The Brief

A mid-sized electronics e-shop. 200+ orders per day. Customer support couldn’t keep up with the same repetitive questions — order status, returns, warranty claims, product availability.

Goal: An AI assistant that handles routine queries automatically and escalates more complex cases to a human operator.

Day 1: Discovery and Architecture

Morning: Call with the client. We reviewed the most common queries (pulled from their ticketing system). 80% of inquiries fell into 5 categories.

Afternoon: Solution architecture:

  • GPT-4o as the foundation for response generation
  • RAG over FAQ, terms of service, and the product catalog
  • Integration with the order management system via API (order status)
  • Escalation to a live operator on low confidence scores

Day 2: Implementation

Morning: RAG pipeline setup — document indexing, embeddings, vector store.

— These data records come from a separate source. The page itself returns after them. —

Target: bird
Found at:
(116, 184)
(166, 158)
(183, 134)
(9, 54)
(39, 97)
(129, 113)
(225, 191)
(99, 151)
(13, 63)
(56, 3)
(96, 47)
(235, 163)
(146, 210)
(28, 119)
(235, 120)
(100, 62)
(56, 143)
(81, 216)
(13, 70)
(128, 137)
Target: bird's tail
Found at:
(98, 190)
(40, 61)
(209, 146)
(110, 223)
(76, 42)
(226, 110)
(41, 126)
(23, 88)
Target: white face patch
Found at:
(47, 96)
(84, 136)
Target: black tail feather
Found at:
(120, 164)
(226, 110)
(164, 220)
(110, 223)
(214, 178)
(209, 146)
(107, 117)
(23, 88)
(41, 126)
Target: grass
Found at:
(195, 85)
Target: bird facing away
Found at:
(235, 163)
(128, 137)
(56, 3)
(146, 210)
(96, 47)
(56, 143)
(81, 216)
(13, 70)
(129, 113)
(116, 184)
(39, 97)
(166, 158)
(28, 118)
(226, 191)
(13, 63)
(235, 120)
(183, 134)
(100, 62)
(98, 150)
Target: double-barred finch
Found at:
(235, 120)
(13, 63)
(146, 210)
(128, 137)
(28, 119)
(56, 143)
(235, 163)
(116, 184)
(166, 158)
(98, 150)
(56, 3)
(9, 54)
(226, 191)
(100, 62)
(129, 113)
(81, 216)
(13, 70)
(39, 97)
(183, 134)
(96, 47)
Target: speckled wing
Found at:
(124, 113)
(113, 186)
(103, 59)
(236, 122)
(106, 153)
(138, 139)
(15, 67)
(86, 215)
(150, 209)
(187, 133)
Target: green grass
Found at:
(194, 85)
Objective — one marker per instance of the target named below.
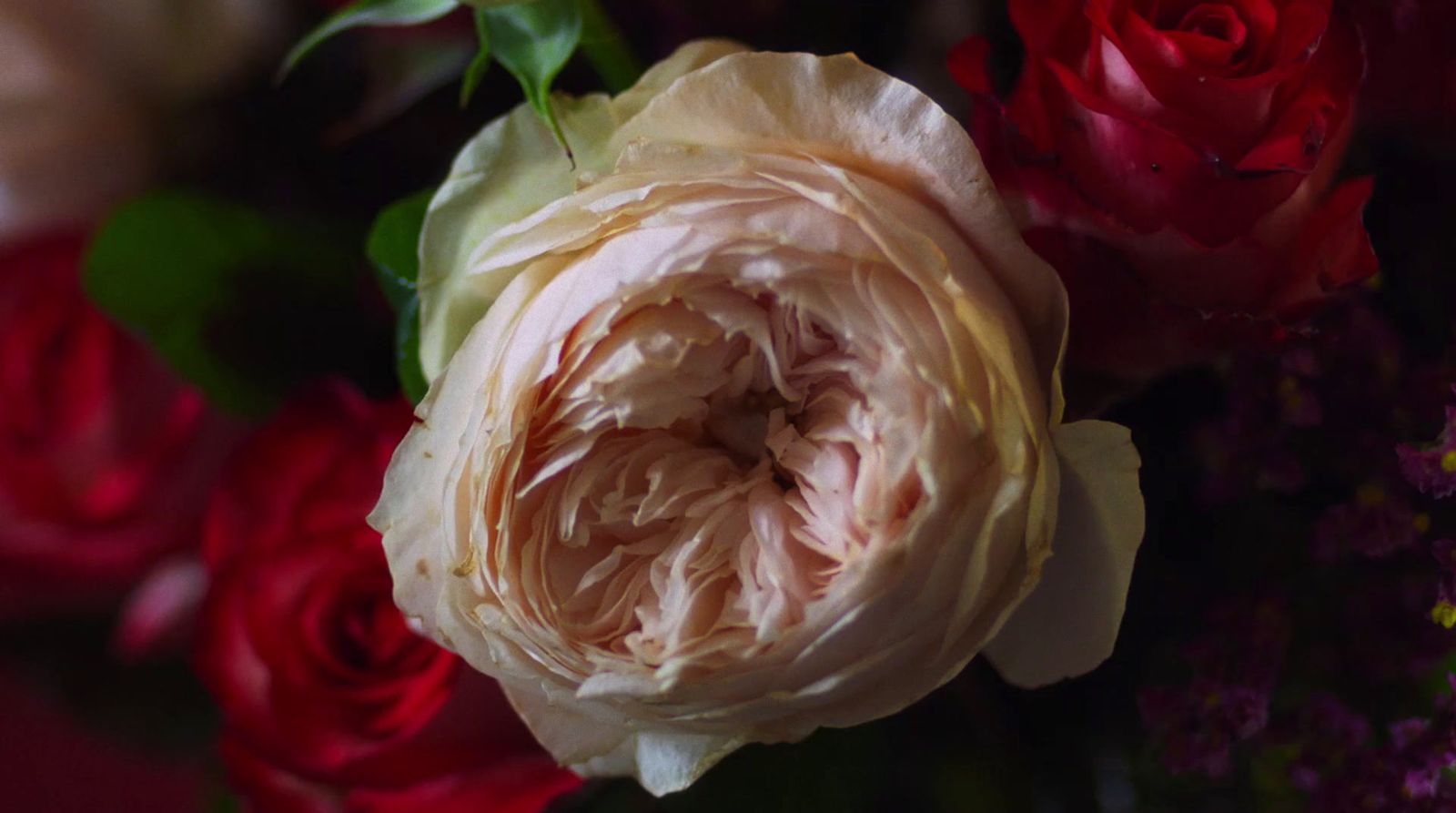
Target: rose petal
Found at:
(1069, 623)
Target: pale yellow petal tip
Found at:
(1069, 623)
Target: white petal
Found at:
(662, 761)
(1067, 625)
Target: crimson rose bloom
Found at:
(106, 458)
(1174, 160)
(329, 701)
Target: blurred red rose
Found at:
(106, 458)
(1174, 160)
(329, 699)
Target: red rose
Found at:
(1181, 155)
(106, 458)
(329, 701)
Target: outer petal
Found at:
(509, 171)
(662, 761)
(854, 116)
(1069, 623)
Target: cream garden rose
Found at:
(746, 424)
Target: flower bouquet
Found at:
(589, 405)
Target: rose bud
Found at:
(747, 422)
(106, 456)
(1174, 162)
(329, 701)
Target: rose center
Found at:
(701, 473)
(1216, 22)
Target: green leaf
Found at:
(368, 12)
(197, 276)
(480, 65)
(533, 41)
(608, 50)
(393, 249)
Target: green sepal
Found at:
(533, 43)
(393, 249)
(368, 14)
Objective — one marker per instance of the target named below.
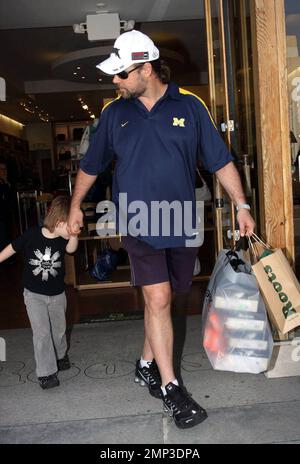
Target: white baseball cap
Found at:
(129, 48)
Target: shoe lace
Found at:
(180, 401)
(154, 375)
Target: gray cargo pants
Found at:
(48, 323)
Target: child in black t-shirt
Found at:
(44, 249)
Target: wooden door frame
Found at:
(272, 124)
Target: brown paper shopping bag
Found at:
(280, 288)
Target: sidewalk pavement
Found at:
(98, 402)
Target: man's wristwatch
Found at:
(242, 206)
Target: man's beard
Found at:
(127, 95)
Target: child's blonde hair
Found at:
(57, 212)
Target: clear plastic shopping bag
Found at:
(236, 332)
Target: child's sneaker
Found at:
(49, 381)
(184, 410)
(149, 376)
(64, 363)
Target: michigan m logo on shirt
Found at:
(179, 122)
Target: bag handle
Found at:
(253, 253)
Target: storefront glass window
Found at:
(292, 10)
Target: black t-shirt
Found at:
(44, 261)
(5, 201)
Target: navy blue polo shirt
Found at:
(156, 153)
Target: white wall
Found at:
(11, 127)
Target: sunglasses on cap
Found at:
(124, 74)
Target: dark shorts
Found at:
(152, 266)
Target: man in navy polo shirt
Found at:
(156, 132)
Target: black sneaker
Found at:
(149, 376)
(179, 404)
(64, 363)
(49, 381)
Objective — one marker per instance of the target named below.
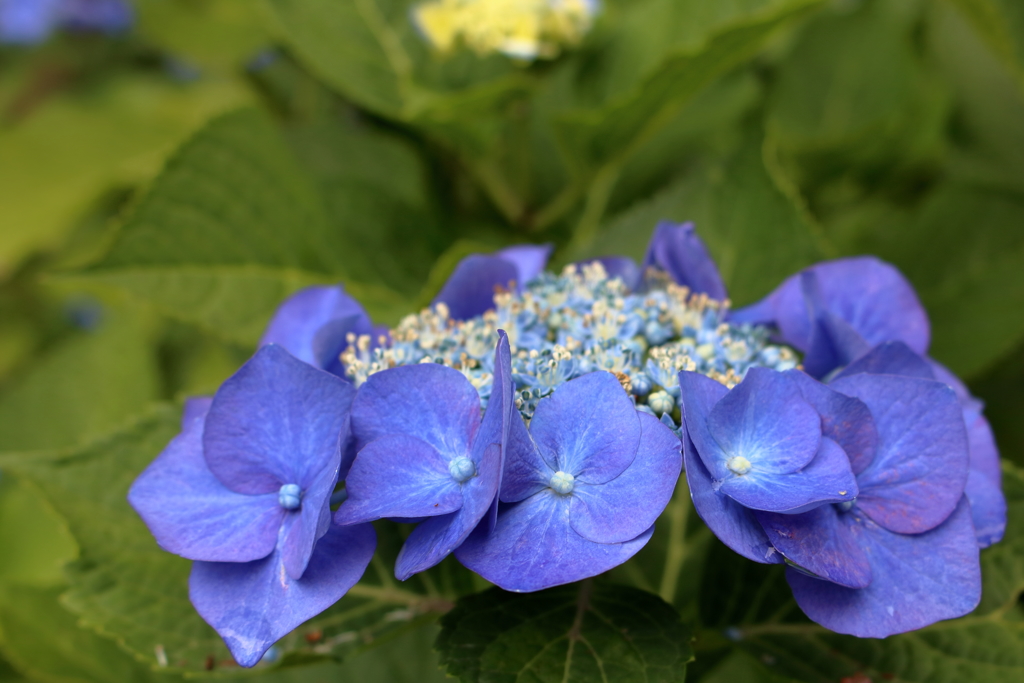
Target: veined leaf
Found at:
(577, 633)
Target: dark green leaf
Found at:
(755, 231)
(705, 41)
(44, 641)
(581, 632)
(1000, 23)
(86, 386)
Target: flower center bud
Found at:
(738, 465)
(290, 497)
(462, 468)
(562, 482)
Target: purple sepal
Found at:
(817, 542)
(470, 289)
(192, 513)
(625, 507)
(417, 421)
(844, 419)
(253, 604)
(280, 421)
(428, 401)
(916, 580)
(534, 547)
(731, 522)
(920, 469)
(588, 428)
(276, 421)
(678, 250)
(984, 482)
(312, 326)
(869, 297)
(762, 442)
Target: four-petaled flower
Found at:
(245, 491)
(581, 489)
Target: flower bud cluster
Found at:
(569, 325)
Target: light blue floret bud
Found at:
(562, 482)
(462, 468)
(290, 497)
(660, 401)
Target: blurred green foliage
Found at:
(162, 191)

Afternoon: Integration with the order management system. The chatbot can now ask for an order number and return its current status. Prompt engineering for consistent tone of voice.

Day 3: Testing and Deployment

Morning: Testing against real queries from the previous month. Tuning prompts for edge cases.

Afternoon: Deployment on the client’s website. Widget in the bottom-right corner. Live monitoring of initial conversations in real time.

Results (After 2 Weeks)

  • 78% of queries resolved automatically without human intervention
  • Response time dropped from an average of 4 hours to 15 seconds
  • Customer satisfaction (CSAT) increased by 12 points
  • Support team can now focus on complex cases

What I Learned

  1. RAG quality > model quality. Better documents = better answers. Investing in data preparation pays off more than model upgrades.
  2. Escalation is key. The AI must know when to say “I don’t know” and hand it off to a human. No hallucinations allowed.
  3. Iterate, don’t perfectionate. Ship fast, collect feedback, improve. A perfect v1.0 doesn’t exist.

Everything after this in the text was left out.